Being deliberately vague on the nuclear issue has worked to Israel’s advantage. Potential foes have often over-estimated the size and reach of the Israeli arsenal, increasing its deterrent value. And, surrounded by enemies for much of its existence, Israel can make the case that it needs nuclear weapons to defend itself. On the down side, the Israeli program helped trigger the long struggle for an Islamic bomb, which has resulted in the Iranian nuclear program, technology transfers by the A.Q. Kahn network in Pakistan, and the wide proliferation of ballistic missiles throughout the Middle East.
Mr. Olmert is right about one thing: Israel is a responsible nation, and that caution extends to its nuclear program. Available information suggests that the Israelis have considered the use of nuclear weapons on two occasions, during the 1967 Six-Day War, and again in 1973, during the Dark Days of the Yom Kippur conflict with Syria and Egypt. Surprised by the sudden Arab attack, Israeli lines crumbled, forcing political leaders to weigh the nuclear option:
Defense Minister Moshe Dayan, obviously not at his best at a press briefing, was, according to Time magazine, rattled enough to later tell the prime minister that “this is the end of the third temple,” referring to an impending collapse of the state of Israel. “Temple” was also the code word for nuclear weapons.
Prime Minister Golda Meir and her “kitchen cabinet” made the decision on the night of 8 October. The Israelis assembled 13 twenty-kiloton atomic bombs. The number and in fact the entire story was later leaked by the Israelis as a great psychological warfare tool. Although most probably plutonium devices, one source reports they were enriched uranium bombs. The Jericho missiles at Hirbat Zachariah and the nuclear strike F-4s at Tel Nof were armed and prepared for action against Syrian and Egyptian targets. They also targeted Damascus with nuclear capable long-range artillery although it is not certain they had nuclear artillery shells.
Israel nuclear forces were also on alert again during the first Gulf War in 1991, when Saddam’s SCUDs began targeting Israeli cities.
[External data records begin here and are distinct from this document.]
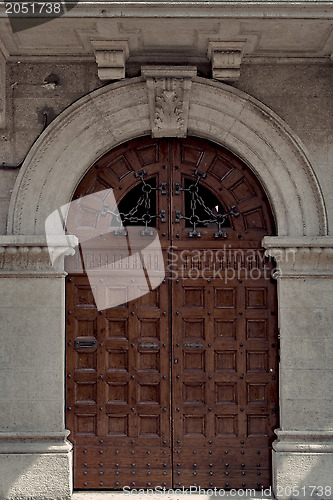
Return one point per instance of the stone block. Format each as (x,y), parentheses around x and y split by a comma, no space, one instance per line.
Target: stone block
(32,385)
(43,293)
(315,384)
(306,294)
(306,414)
(46,476)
According to U.S. Army Lt Col Warner Farr (who produced a lengthy study of Israel’s nuclear capabilities in 1999), the Israelis extracted concessions from the U.S. in exchange for “staying out” of the conflict, and–at one point–actually tested a nuclear-capble missile, to pressure us to intensify our SCUD-hunting efforts.
Fiftenn years later, faced with a growing menace from Iran, and continuing threats closer to home, Israel is likely expanding its nuclear arsenal, with the recent acquisition of Dolphin-class submarines, F-15I strike fighters, and the development of cruise missiles, all capable of delivering tactical nukes to distant targets. But those acquisitions–like Mr. Olmert’s televised faux pas–will renew the debate of just how public the Israeli nuclear program should be, and if the “non-admission” policy best serves the nation’s interests. If Monday’s post-interview spin is any indication, the current government apparently believes that the nuclear program should remain a badly-kept secret, to keep Israel’s enemies guessing about capabilities and intent. The practicality of maintaining that thin veil of secrecy is open to debate.